Property consultancy Knight Frank is one. It claims to be the world’s largest privately owned global property firm with 207 offices in 43 nations (including 63 in the UK) and 6,300 employees, handling £594bn in commercial, agricultural and residential real estate each year.
But with a widely distributed workforce, management of some 90 applications was becoming extremely time-consuming and costly. Troubleshooting, upgrades and maintenance needed to become more efficient, especially to ensure security and consistency across the organisation.
Effective solution
The in-house infrastructure IT team of eight decided that application virtualisation would help and hired London-based services and solution provider Intercept.
Nigel Woods, Intercept’s technical director, said that even companies with a virtualisation track record are falling down when it comes to application virtualisation, due to its complexity.

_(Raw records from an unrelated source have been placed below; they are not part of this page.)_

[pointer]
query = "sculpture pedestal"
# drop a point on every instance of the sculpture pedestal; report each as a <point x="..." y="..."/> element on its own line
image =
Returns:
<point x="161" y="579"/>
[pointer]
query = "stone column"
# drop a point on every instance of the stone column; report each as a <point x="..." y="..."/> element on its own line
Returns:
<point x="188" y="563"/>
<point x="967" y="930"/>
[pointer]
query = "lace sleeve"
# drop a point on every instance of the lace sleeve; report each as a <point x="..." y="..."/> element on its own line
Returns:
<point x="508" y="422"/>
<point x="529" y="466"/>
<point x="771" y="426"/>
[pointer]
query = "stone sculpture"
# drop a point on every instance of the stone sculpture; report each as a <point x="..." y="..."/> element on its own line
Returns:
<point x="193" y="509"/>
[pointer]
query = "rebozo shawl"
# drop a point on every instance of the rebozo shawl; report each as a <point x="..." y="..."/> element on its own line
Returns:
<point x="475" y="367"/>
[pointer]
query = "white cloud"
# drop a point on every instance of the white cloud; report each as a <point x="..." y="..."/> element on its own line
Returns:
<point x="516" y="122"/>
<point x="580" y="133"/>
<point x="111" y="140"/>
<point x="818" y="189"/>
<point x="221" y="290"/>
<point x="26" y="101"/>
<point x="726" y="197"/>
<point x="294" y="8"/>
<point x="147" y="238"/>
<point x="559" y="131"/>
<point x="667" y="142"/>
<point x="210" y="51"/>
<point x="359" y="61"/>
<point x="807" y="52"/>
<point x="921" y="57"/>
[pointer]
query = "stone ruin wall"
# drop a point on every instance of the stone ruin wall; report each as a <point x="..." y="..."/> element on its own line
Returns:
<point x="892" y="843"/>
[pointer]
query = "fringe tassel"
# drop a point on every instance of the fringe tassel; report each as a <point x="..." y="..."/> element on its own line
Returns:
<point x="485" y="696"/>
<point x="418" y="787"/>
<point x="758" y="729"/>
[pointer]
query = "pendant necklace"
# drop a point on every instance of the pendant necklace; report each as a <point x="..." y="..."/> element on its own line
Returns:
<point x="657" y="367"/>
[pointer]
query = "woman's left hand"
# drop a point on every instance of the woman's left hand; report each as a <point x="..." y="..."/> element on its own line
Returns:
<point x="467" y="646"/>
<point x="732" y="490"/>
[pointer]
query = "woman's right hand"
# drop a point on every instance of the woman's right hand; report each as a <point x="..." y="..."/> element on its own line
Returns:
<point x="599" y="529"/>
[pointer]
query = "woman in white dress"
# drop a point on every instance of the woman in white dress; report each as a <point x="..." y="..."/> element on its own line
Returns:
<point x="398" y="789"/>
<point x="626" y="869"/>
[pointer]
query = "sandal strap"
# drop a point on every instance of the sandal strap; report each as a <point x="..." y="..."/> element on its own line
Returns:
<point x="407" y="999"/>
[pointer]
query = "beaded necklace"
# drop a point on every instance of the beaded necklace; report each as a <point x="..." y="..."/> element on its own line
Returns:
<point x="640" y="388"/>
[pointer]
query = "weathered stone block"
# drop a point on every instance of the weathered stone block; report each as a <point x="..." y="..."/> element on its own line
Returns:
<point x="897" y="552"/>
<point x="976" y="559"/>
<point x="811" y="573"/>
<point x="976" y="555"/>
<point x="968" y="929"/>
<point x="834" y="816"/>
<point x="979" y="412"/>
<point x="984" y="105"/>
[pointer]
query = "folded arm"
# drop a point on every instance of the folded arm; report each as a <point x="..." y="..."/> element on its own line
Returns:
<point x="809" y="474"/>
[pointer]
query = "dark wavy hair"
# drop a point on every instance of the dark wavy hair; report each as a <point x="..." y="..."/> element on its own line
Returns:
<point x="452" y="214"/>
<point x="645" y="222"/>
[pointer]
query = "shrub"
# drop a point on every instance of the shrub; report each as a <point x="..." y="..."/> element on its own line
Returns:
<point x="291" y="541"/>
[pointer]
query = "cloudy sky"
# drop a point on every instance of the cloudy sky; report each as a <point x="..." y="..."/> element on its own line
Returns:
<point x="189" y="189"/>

“Server virtualisation is today almost a done deal,” he said. “The only difference is that people are looking at the price of VMware and asking what the alternative is to that but that’s pretty standard.
“Yet application virtualisation is the biggest piece of the jigsaw.”
The Knight Frank project has been a long process, although the application virtualisation part of it came together quickly. Knight Frank deployed Citrix infrastructure originally in 2003 and application virtualisation started around 2005. Citrix XenApp is the hub for centralisation of desktop applications, while Microsoft App-V was selected as the virtualisation tool.
“We are doing a presentation at IP Expo this week where we will deploy an app to more than 1,600 people in 20 minutes,” said Woods. “It is usually about a two- to three-month job to deploy an app.
Eighty central Citrix XenApp Presentation Servers were used to move applications from client PCs to the data centre. This multi-stage phase of the project took 12 months, and improved management and control for Knight Frank’s IT team.
Then Microsoft’s Application Virtualisation (App-V) software acquired in the takeover of Softricity was deployed, simplifying application deployment and reducing application conflicts.
Successful outcomes
The benefits are obvious. Management, deployment and testing times are hugely reduced, making system upgrades not only quicker but much cheaper. This offers a business customer improved agility and flexibility in a rapidly changing market.
Disaster recovery has also improved, because applications are now available from multiple servers. In addition, users have a more consistent experience, because applications no longer need to operate on individual machines.
“If you deploy 1,600 desktops, normally you will find that maybe 1,200 will work perfectly, 200 won’t work, and 200 might work sometimes,” said Woods.
Dan Atkinson, IT architect at Knight Frank, said that Intercept’s focus on involving customers at every step gave it an edge. “It is really about trust. It is that trusted adviser,” he said.